Training is out of scope for M1/M2. A trained coordinator becomes a later follow-up only if eval data shows that prompt-only dynamic planning is the bottleneck.
Evaluation Contract
The first eval should be lightweight but honest:
- single API model UX: request
model: "vllm-sr/flow"; - benchmark slices covering coding, terminal/code repair, general reasoning, science/math, and long context;
- compare Flow dynamic against Flow static, Fusion, and the best single worker;
- report reproducible internal measurements before writing marketing claims;
- keep API keys and private host details out of committed artifacts.
Recommended first metrics:
| Metric | Meaning |
|---|---|
| solved | Task-specific pass/fail or judge pass/fail. |
| judge_score | LLM-as-judge score for non-executable tasks. |
| latency_ms | End-to-end request latency. |
| upstream_calls | Planner, worker, and synthesis call count. |
| prompt_tokens / completion_tokens | Cost proxy. |
| trace_complete | Whether Flow returned plan and worker trace. |
| failure_mode | Planner parse, worker failure, final synthesis failure, or validation rejection. |
Non-Goals
- Do not train a coordinator in the first implementation.
- Do not implement RL coordinator training in the first implementation.

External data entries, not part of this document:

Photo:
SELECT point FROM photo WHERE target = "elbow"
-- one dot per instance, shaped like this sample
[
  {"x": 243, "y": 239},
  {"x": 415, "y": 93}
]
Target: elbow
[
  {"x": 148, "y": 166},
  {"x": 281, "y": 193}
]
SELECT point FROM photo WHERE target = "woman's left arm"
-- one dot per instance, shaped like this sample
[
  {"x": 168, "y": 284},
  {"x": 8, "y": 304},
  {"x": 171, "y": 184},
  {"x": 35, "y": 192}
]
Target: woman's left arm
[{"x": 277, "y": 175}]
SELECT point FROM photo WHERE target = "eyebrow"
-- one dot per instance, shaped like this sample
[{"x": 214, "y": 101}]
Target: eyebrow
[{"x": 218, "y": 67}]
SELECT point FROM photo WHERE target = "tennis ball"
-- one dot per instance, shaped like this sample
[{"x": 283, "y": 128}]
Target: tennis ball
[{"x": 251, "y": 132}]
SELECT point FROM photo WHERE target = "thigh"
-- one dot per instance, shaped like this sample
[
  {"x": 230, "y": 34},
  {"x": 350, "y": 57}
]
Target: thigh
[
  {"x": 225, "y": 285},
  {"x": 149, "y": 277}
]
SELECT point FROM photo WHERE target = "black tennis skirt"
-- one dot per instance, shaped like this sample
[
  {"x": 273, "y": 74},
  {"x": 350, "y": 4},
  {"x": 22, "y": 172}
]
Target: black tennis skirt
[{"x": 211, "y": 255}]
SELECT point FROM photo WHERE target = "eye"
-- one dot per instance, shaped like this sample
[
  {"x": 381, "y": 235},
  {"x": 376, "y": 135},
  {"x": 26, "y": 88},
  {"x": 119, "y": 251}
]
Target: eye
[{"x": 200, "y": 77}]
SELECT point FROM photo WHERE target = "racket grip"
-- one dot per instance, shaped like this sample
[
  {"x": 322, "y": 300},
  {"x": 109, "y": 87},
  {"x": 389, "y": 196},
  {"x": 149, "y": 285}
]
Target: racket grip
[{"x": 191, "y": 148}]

- Do not add an unbounded agent framework inside extproc.
- Do not expose extra worker-pool source knobs when
modelRefsalready define the boundary. - Do not publish private AMD validation details or secrets.
Open Follow-Ups
- trained coordinator model selection and distillation;
- planner prompt versioning;
- dashboard trace visualization beyond raw response metadata;
- benchmark adapters for SWE-bench style executable tasks.